Experimental Designs and Statistics

Experimental Design and Statistical Analysis Overview

Importance of Experimental Design

  • Purpose: Necessary to ensure cost-effective collection of appropriate data, valid analysis, and valid conclusions.


Types of Experimental Designs

  • Completely Randomized Design (CRD)

  • Randomized Complete Block Design (RCBD)

  • Latin Square Design (LSD)


Key Concepts

Treatment or Factor

  • Definition: Conditions whose effects are measured and compared.

Response Variable

  • Definition: Characteristic used to measure the effect of a treatment.

Experimental Unit

  • Definition: The unit to which a single treatment is applied.

  • Experimental Error: Occurs when two experimental units treated alike yield different responses.


Examples of Experimental Units

  1. Lowering Costs of Ceramics: Each ceramic tile is an experimental unit.

  2. Chicken Manure as Crab Feeds:

    • Case 1: Crab as the experimental unit.

    • Case 2: Each aquarium as the experimental unit.

  3. Germination Substrates:

    • Case 1: Seed as the experimental unit.

    • Case 2: Each Petri dish as the experimental unit.


Design Specifications

Levels

  • Definition: Pre-set quantity of a treatment.

Layout

  • Definition: Final arrangement of treatment levels.

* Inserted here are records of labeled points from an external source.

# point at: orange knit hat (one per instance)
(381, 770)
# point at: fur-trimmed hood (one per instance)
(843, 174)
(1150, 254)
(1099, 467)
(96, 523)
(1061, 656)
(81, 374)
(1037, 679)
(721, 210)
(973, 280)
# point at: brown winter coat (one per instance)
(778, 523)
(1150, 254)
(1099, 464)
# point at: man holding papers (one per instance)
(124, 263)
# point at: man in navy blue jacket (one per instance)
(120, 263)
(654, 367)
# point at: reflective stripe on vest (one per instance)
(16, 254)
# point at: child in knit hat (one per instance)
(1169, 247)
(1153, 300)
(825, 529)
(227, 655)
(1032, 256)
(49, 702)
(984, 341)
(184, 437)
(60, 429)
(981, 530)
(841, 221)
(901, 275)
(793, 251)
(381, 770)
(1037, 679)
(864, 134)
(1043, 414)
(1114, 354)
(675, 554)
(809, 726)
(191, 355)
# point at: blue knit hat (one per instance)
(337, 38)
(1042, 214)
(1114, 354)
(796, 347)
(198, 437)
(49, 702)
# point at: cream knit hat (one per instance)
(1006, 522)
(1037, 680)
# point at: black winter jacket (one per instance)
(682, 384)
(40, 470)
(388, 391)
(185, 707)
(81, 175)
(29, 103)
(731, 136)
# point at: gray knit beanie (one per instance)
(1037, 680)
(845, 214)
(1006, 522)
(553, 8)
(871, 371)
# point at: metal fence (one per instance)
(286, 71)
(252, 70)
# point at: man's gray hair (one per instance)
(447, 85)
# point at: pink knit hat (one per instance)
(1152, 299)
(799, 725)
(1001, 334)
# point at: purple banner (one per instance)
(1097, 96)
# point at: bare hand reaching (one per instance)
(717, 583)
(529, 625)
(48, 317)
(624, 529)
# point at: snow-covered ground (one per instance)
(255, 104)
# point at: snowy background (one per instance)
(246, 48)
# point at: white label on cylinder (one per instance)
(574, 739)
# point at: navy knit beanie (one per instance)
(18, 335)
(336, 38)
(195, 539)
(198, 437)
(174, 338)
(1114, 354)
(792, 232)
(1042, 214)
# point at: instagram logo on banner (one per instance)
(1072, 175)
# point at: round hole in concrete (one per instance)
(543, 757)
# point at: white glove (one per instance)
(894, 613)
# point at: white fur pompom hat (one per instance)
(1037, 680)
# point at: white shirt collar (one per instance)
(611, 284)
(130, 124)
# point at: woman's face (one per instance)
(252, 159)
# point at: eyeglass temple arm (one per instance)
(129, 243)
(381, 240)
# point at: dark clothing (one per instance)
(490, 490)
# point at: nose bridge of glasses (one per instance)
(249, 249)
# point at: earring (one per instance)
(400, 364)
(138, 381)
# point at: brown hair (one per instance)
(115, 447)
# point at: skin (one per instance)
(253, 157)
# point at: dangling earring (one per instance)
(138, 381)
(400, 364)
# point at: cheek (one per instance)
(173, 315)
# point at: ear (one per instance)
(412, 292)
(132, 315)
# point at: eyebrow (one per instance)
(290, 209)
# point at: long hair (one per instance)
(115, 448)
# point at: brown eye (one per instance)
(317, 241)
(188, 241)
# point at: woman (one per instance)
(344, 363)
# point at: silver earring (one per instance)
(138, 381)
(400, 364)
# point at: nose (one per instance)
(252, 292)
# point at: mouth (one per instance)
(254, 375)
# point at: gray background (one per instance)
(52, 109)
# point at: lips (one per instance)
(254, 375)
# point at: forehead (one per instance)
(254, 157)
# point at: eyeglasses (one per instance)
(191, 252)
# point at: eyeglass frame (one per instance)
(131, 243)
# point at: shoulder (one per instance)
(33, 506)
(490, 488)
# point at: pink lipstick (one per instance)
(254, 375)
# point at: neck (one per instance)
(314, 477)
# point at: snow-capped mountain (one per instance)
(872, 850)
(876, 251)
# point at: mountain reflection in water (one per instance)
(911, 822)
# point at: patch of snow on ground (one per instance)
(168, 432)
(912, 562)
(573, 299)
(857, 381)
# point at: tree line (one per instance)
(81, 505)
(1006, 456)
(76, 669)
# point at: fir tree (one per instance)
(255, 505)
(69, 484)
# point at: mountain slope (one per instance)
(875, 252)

Lowering Costs of Ceramics Design
  • Levels:

    • No Plastic

    • 20% Hard Plastic

    • 20% Cellophane

    • 10% Cellophane + 10% Hard Plastic

Chicken Manure Experiment Levels
  • Levels:

    • Commercial Feeds

    • Manure from Conventionally Grown Chickens

    • Manure from Organically Grown Chickens

Germination Substrates Levels
  • Levels: 7 different treatments for germination substrates.


Replication

  • Definition: Number of times a treatment level appears in an experiment.

  • Ceramics Experiment Replication: 4

  • Chicken Manure Experiment Replication: 3

  • Germination Substrates Replication: 3


Randomization

  • Definition: Allocating treatment levels to the experimental units using chance mechanisms.


ANOVA (Analysis of Variance)

  • Purpose: Used to compare means across different groups to determine if there is any significant difference.

  • Assumptions: Normal distribution, homogeneity of variances, independence, and additivity of treatment effects.

Tests for Assumptions

  1. Homogeneity of Variances: Hartley's F-max test, Bartlett's Test, Levene's Test.

  2. Normality: Kolmogorov-Smirnov Test, Wilk-Shapiro Test.

  3. Independence: No need to test with proper randomization.

  4. Additivity: No need to test due to the usual nature of research.


Conducting ANOVA

  1. Check if data passes all assumptions.

  2. If passed, proceed to ANOVA calculations.

  3. If p-value < alpha, reject null hypothesis indicating significant differences among treatment means.

  4. Follow up with multiple comparison tests (e.g., Tukey's HSD, Scheffe's Test) to identify which treatments differ.


Conclusion

  • Result Interpretation: ANOVA indicates at least one treatment is different, but further tests are needed to clarify differences.

  • Software Utilized: STAR Statistical Software for data analysis in agricultural research.